Ryouga: Oh shut up! (Whacks Kenji with his umbrella.)
Prince Kenji: Ow! That hurt, you big meany! You'll pay for this injury! Feel my true evil power! Mwhahahahahaha! (Takes Ryouga out with a ki blast.)
Nagi: NOOOOOOOOOOOOOOOOOOOO!!! Ryouga, I never got the chance to tell you that…Grr, die you evil sonnofab*tch! (Attacks Kenji.)
Prince Kenji: Like lambs to the slaughter. (Impales Nagi with his sword.) Mwhahahaha!
Ryouga: (Somehow manages to stand back up.) Nagiiiiiiiiiiiiii!!! (Glares at Kenji.) HOW…DARE…YOU?!!! PERFECT SHISHIHOUKOUDAN!!! (Great pillar of ki comes falling down from the sky on top of Kenji.)

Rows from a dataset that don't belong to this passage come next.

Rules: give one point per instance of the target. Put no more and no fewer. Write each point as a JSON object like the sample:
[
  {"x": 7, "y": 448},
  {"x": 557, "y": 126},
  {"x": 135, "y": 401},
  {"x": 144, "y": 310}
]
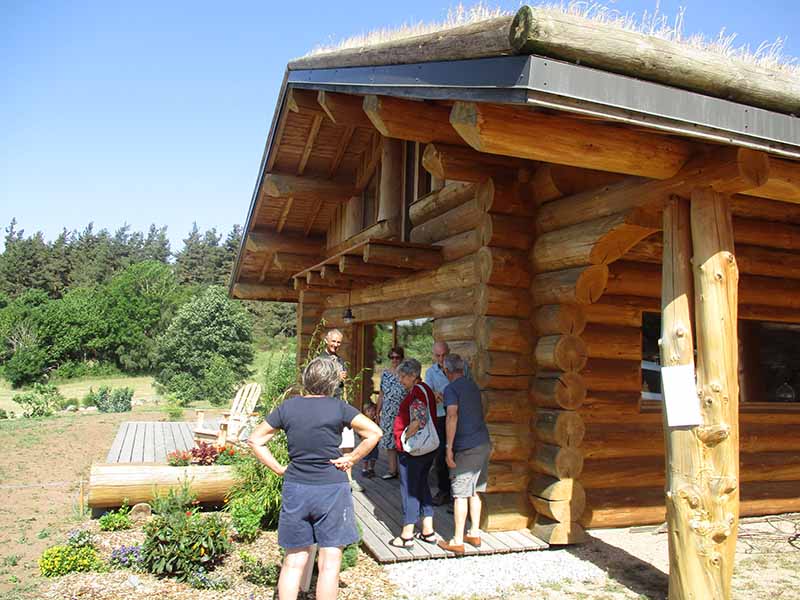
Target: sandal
[
  {"x": 401, "y": 542},
  {"x": 428, "y": 538}
]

Prince Kenji: Curses, foiled again. My evil plans would've worked too, if it hadn't been for those pesky kids and their cabbit. (Falls unconscious.)
Ryouga: (Picks Nagi up.) Nagi, please…say something! Don't die on me! I…love you!
Nagi: (Opens eyes.) Really? Ryouga, I…love you too. With your tenderness and care in my heart, I promise you that I won't die this day.
Jurain Guards that have surrounded them: Awwwwwwww! How romantic!
Ken-ohki: (Crashes through the roof.) Chow!
Translation: All your base are belong to us!
Jurain Guards: What you say?!!
Ken-ohki: (Fires at them, knocking them out, and beams up Nagi and Ryouga who are adoringly staring into each others' eyes.)
Nagi lived, the Mysterious Disembodied Entity gave them their rewards, and Prince Kenji received a sentence of life-imprisonment. Nagi and Ryouga eventually got married, had children, and lived happily ever after. The end.
Translation: Thank Tsunami! I don't know what I would've done had I been forced to put up with another paragraph of this! Must drown…anguish in a…cup of carrot…juice with…Ryo-ohki…by my…side!